In the future, it might be interesting to replicate this type of study to investigate patients’ perspective by asking them to evaluate the answers provided to their questions by both experts and ChatGPT. This would allow to examine not only the performance of GPT-based chatbots toward less accurately formulated questions, but also their communicative effectiveness compared to that of physicians.

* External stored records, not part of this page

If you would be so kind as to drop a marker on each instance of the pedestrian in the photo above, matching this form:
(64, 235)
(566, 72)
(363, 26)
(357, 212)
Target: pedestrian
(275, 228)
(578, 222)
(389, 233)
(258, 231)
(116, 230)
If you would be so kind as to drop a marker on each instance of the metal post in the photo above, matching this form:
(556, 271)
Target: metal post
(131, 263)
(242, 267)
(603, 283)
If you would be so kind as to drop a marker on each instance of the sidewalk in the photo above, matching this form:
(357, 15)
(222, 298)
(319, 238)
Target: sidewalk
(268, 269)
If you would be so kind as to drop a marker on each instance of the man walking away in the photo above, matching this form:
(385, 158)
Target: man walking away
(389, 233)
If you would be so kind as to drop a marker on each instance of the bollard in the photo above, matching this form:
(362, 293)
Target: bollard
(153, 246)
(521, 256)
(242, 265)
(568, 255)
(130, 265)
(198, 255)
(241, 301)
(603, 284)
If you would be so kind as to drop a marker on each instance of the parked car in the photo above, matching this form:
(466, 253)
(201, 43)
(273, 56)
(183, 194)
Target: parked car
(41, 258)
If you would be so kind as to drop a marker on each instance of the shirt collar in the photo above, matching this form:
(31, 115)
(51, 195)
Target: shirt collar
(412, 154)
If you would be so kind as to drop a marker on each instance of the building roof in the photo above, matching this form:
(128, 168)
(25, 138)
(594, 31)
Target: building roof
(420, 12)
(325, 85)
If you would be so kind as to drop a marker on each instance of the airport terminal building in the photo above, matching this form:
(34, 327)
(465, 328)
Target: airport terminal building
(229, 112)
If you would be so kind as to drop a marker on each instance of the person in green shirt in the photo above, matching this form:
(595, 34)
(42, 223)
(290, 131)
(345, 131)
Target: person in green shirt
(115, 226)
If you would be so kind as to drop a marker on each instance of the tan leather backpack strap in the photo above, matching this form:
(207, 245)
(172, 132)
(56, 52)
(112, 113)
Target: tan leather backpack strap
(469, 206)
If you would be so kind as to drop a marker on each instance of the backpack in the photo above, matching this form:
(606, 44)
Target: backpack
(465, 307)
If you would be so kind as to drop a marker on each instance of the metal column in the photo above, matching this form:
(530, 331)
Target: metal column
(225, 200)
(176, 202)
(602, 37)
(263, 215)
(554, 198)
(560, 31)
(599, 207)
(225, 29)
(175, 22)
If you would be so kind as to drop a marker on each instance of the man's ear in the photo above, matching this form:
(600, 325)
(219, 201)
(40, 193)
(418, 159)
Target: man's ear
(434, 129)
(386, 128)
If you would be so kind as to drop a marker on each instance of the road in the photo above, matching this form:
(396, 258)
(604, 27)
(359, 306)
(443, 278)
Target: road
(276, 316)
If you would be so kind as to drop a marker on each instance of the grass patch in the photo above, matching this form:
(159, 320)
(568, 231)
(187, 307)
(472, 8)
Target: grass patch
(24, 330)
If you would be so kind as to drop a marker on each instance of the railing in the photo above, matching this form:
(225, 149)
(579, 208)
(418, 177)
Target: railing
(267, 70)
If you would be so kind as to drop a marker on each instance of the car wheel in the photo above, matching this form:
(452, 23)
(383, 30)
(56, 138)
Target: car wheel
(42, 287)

This study has several limitations. As discussed, the study relied on the subjective and self-reported evaluations of physicians, which may introduce bias; similar judgments may also vary from one physician to another, depending on individual characteristics such as experience, habits, and area of expertise. Experts may be influenced by past expectations, introducing an additional subjective element in the evaluation of AI performance. The number of evaluators was low, as was the total number of questions, although this is in line with the purpose of the study to establish the scope of the evaluation in a well-defined context. The proposed questions were generated by a team of experts but lacked standardized criteria for stratifying complexity. These elements may have affected the performance of the AI chatbots examined, partially altering the quality of comparative considerations. Also, it is critical to note that ChatGPT is an evolving AI network that continuously learns and improves over time, limiting the reproducibility of the study, even if the same methodology is used. A further limitation of this study is not having included other versions of AI chatbots currently available, particularly the more recently released Bard AI, developed by Google (Google LLC, Mountain View, CA, USA) which would be worthy of investigation in future studies.

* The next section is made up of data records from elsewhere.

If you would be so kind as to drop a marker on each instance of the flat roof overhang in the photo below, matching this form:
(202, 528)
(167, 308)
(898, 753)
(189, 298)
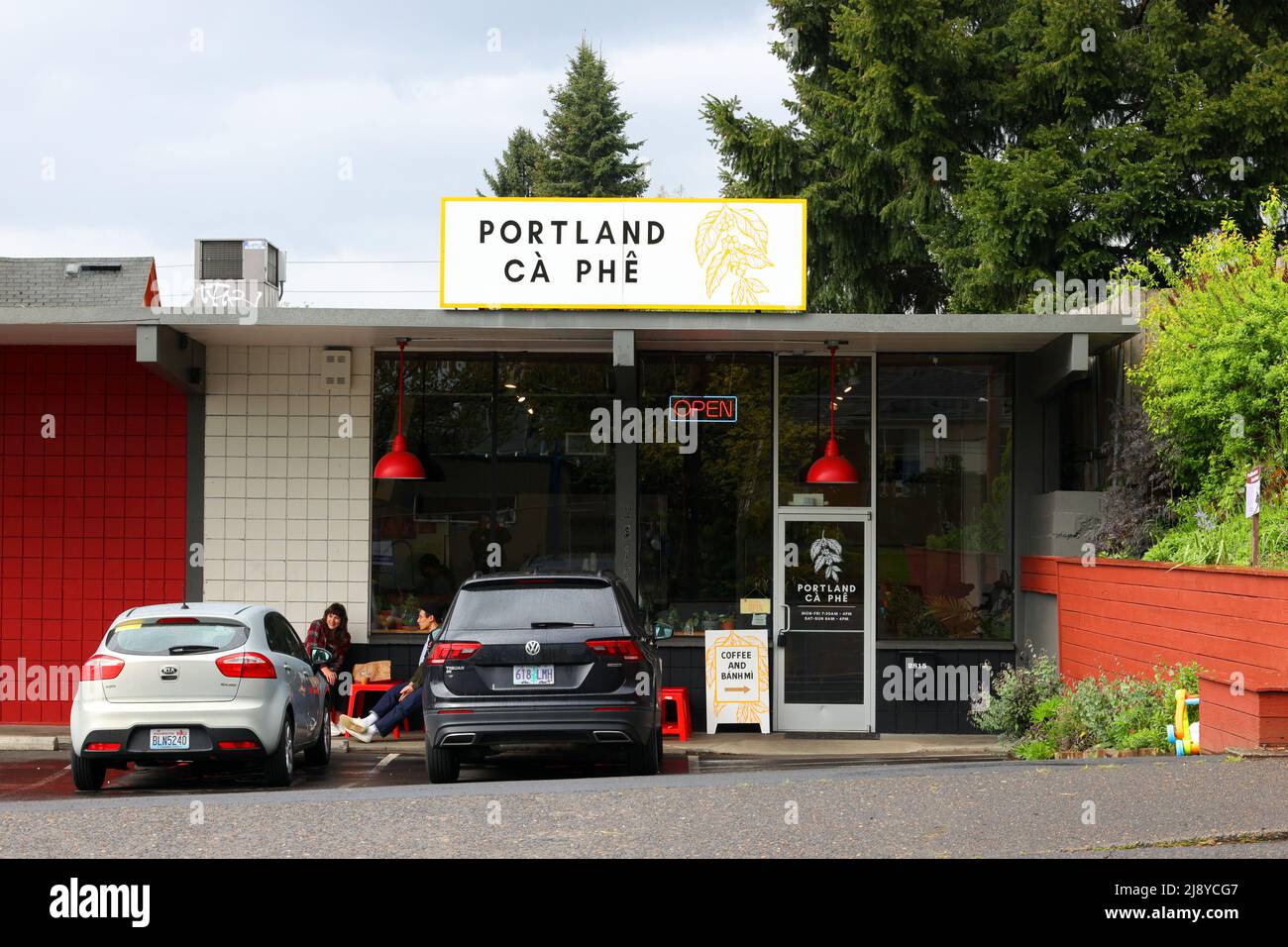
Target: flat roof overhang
(572, 330)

Exploring the potential of AI chatbot tools in medical applications requires a concerted effort to address existing uncertainties and challenges. By adopting a collaborative and standardized approach, it will be possible to contribute to building a solid evidence base, laying the foundation for responsible and effective integration of AI technologies in the orthopedic practice and, by extension, in healthcare at large.

Conclusions

This analysis of the performance of different versions of GPT-based chatbot tools in the context of periprosthetic joint infections found high average quality of expert evaluations of the responses. However, the low agreement of ratings, although not clearly explained, poses an interesting challenge for future research by highlighting the complexity of subjective evaluation in textual responses. This suggest that the use of AI chatbot tools is still unreliable in the management of PJI. The potential for greater future integration of these models into clinical practice is undeniable, but medical professionals and patients should be aware of the limitations and actively verify AI-generated medical information with trusted sources. Currently, increasing the number of available studies and standardizing their methodologies remains perhaps the best means of acquiring robust evidence.